La réduction de la part du budget agricole évoquée à Bruxelles

L’Union européenne doit financer des politiques plus nombreuses alors que son budget a peu de chances d’augmenter. La politique agricole commune pourrait en faire les frais.

EURACTIV.fr

L’Union européenne doit financer des politiques plus nombreuses alors que son budget a peu de chances d’augmenter. La politique agricole commune pourrait en faire les frais.

Dans un entretien accordé à l’AFP le 10 mai 2011, le Commissaire européen au budget, Janusz Lewandowski, a estimé qu’en raison des nouvelles politiques que l’UE doit financer, « nous avons besoin de modifier les proportions au sein du budget européen ».

Tout en précisant  : « La tendance à la baisse ces dernières années de la part de la politique agricole commune (PAC) doit se poursuivre ». Premier poste de dépense de l’UE, elle sera évidemment la première visée par une diversification du budget européen dans le cadre des négociations autour du cadre budgétaire pour la période 2014-2020.

Pas de révolution

Actuellement, la PAC représente 40% des dépenses communautaires. Dans les années 70, le chiffre atteignait 80%.

Janusz Lewandowski a toutefois modéré ses propos en ajoutant ne pas être en faveur « d’une quelconque révolution » puisque selon lui « nous sommes en mesure de faire des économies dans ce domaine sans porter atteinte à l’agriculture ».

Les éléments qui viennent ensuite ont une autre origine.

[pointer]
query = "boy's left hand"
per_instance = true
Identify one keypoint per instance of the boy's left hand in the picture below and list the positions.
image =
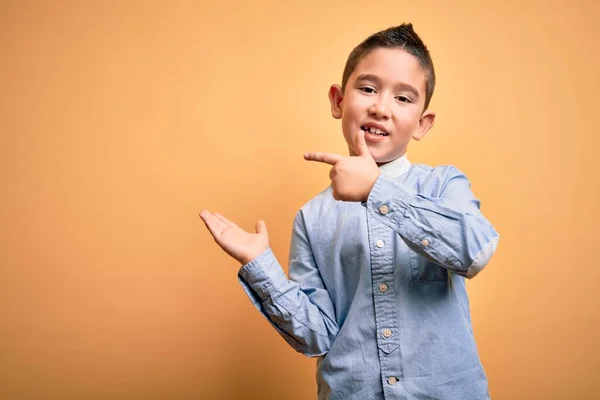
(353, 177)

Concrètement, si le budget général de l’UE augmente, la somme allouée à la PAC pourrait donc rester la même en termes bruts, réduisant sa part de facto. Or, dans le contexte d’austérité budgétaire actuel, une stagnation voire une réduction du budget communautaire est une possibilité. Ainsi, les agriculteurs devraient également se serrer la ceinture. Un avis de la Commission européenne est attendu en juin.

« Marquer le terrain »

Interrogée par Euractiv.fr, Geneviève Savigny de la Confédération paysanne et de la Coordination européenne de Via Campesina voit dans cette sortie du Commissaire européen, « un moyen pour marquer le terrain. Il est en train de montrer que le budget de la PAC n’est pas sanctuarisé ».

Pour l’organisation, le débat ne va pas dans la bonne direction. « Il devrait porter en priorité sur quelle politique agricole nous voulons, pas sur le budget. Notre préoccupation première est que les agriculteurs puissent avoir un vrai revenu. Cela ne passe pas uniquement par des aides directes mais aussi par une plus grand régulation pour assurer des prix de vente convenables ». 

La France est le premier pays bénéficiaire de la PAC. Lors de ses voeux au monde agricole, le Président de la République, Nicolas Sarkozy avait affirmé qu’il défendrait un budget agricole au moins égal à l’enveloppe actuelle.